Bu cevabın aslında pek çok teşekkürü hakediyor...:clap:clap:clap
 
Hz. Süleyman'in sarayinida cinler yapti
 
benzer konular her yerde açılıyor ve insanların kafası karışıyor.

mantıklı yaklaşımın ve bize mantığımızı kullanmamız gerektiğini hatırlattığın için teşekkür ederim.

Bu cevabın aslında pek çok teşekkürü hakediyor...:clap:clap:clap

Yardımcı olabildiysem ne ala...
 
bende 1 kac ozellık

** Her biri 20 ton olan taşlardan inşa edilmiştir.Ve bu taşları temin edilebilecek en yakın mesafe yüzlerce km. Uzaktadır.

** Bu taşların nasıl getirildiği bilinmemektedir.

** Piramit kimin adına yapıldıysa,onun bulunduğu odaya, yılda iki defa güneş girmektedir.(doğduğu ve tahta çıktığı günler.)

** Mumyalarda radyoaktif madde bulunduğundan; mumyaları ilk bulan 12 bilim adamı kanserden ölmüştür.

** Piramitlerin içerisinde ultra sount,radar,sonar gibi cihazlar çalışmamaktadır.

** Kirletilmiş suyu, birkaçgün ""paramit""in içine bırakırsanız ,suyu arıtılmış olarak bulursunuz.

** Piramitlerin içinde sut birkaç gün süreyle taze kalır ve daha sonar hiç bozulmadan yoğurt haline gelir.

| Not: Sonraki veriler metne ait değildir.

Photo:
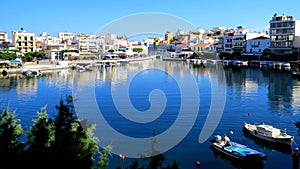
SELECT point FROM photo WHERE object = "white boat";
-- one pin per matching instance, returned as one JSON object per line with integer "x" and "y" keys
{"x": 211, "y": 61}
{"x": 268, "y": 133}
{"x": 237, "y": 151}
{"x": 34, "y": 72}
{"x": 285, "y": 65}
{"x": 241, "y": 63}
{"x": 81, "y": 68}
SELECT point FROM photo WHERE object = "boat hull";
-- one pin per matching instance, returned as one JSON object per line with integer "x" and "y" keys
{"x": 239, "y": 161}
{"x": 283, "y": 141}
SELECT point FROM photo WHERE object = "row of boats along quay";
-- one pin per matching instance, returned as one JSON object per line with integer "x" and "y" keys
{"x": 238, "y": 154}
{"x": 263, "y": 134}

** Bitkiler piramitin içinde daha çabuk büyür.

** ""Piramit""in içine bırakılmış su beş hafta süreyle bekletildikten sonar yüz losyonu olarak kullanılır.

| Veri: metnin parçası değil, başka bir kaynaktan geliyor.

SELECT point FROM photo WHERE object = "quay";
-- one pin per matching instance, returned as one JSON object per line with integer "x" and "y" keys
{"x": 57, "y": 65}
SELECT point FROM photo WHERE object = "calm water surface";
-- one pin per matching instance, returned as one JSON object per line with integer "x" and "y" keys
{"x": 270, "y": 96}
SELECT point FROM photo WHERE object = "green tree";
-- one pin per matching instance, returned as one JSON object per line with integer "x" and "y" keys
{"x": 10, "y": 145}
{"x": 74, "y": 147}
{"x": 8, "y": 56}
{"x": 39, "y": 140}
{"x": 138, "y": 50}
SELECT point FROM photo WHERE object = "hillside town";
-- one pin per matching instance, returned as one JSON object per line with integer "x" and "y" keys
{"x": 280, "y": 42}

** Çöp bidonu içindeki yemek artıkları hiç koku yaymadan piramitler içinde mumyalaşır

** Kesik,yanık,sıysık gibi yaralar bir piramidin içinde daha çabuk iyileşme eğilimi gösterir.

** Piramitlerin bazı odalarının içinde ne olduğuna hakkında bir bilgi yoktur.Araştırmacıların çoğu ya içinde kayboldu yada aynı yerde birkaç tur attılar fakat içlerini göremediler.

** Piramitlerin içi yazın soğuk,kışın sıcak
 
kimin yaptığını bilmem ama uzaylı diye bişey olmadığına göre uzaylılar yapmış olamaz
 
derginin baska konularını nereden bakabiliriz
 
Fantastik ve gerçek dışı olana inanmak, gerçeğe ve somut olan olgulara inanmaktan daha kolay ve çekici olduğu için, birçok kişi tarafından inandırıcı bulunabilir bu teori.
Zaten bir konu hakkında saçma sapan şekilde atıp tutmak için devlete vergi verilmediğinden herkes bunu rahatça yapabilir; bedava değil mi sen de yaparsın ben de yaparım. Piramitleri insanların yapamamış olması, bunu söyleyenlerin kendi ırkları hakkında yeterli bilgiye ve güvene sahip olmadığı anlamına da gelebilir. İnşaaları hakkında birçok veriye sahibiz, daha önceki bir mesajda da belirtildiği gibi; taşların nasıl çıkartıldığı, taşındığı ve dizildiğini az çok biliyoruz ve bunu da muazzam sayıdaki İNSAN kölenin öldüresiye çalıştırılmasıyla yapıldığını biliyoruz.
Nasıl mı?
Şöyle:
-Blokların çıkarıldığı taş ocaklarına ait yapılar mısırbilimciler (akademik platformda böyle isimlendirilirler) tarafından bulunmuştur.
-Taşıma ve nakil işlemleri hakkında ise, az sayıdaki yazıt ve hiyerogliften bilgi alabiliyoruz (hiyeroglifleri de ilk olarak çözen kişi bir matematikçidir, kısacası insandır)
-Piramitlerin etrafındaki arazide, inşada çalışan kölelere ait olan büyük yaşam alanlarına (evlerden, toplu yemek hanelere ve mezarlara kadar) ait kalıntılar vardır.
-Köle mezarlarında bulunan iskeletlere bakılığında, vücutlarında ciddi kırıklar olduğu görülmüştür. Bel ve boyun bölgesindeki sakatlanmalar ölümcül sonuçlar doğurmuştur...
Kısacası binlerce insan, kendini Tanrı zanneden bir adam için insafsız biçimde çalıştırılmıştır. Bu kadar delil karşısında, cinlere perilere bel bağlamak ve katışıksız biçimde inanmak bana hiç de mantıklı gelmiyor. Böyle iddialara inanmamak, bilimin ve gerçeğin ışığından ayrılmamak lazım, yoksa insan, hayat dediğimiz ormanda yolunu çok kolay kaybeder ve inanın ki ağaçların gölgesinde, yolunu kaybetmiş insanların aklını karıştırmak için bekleyen başka insanlar vardır.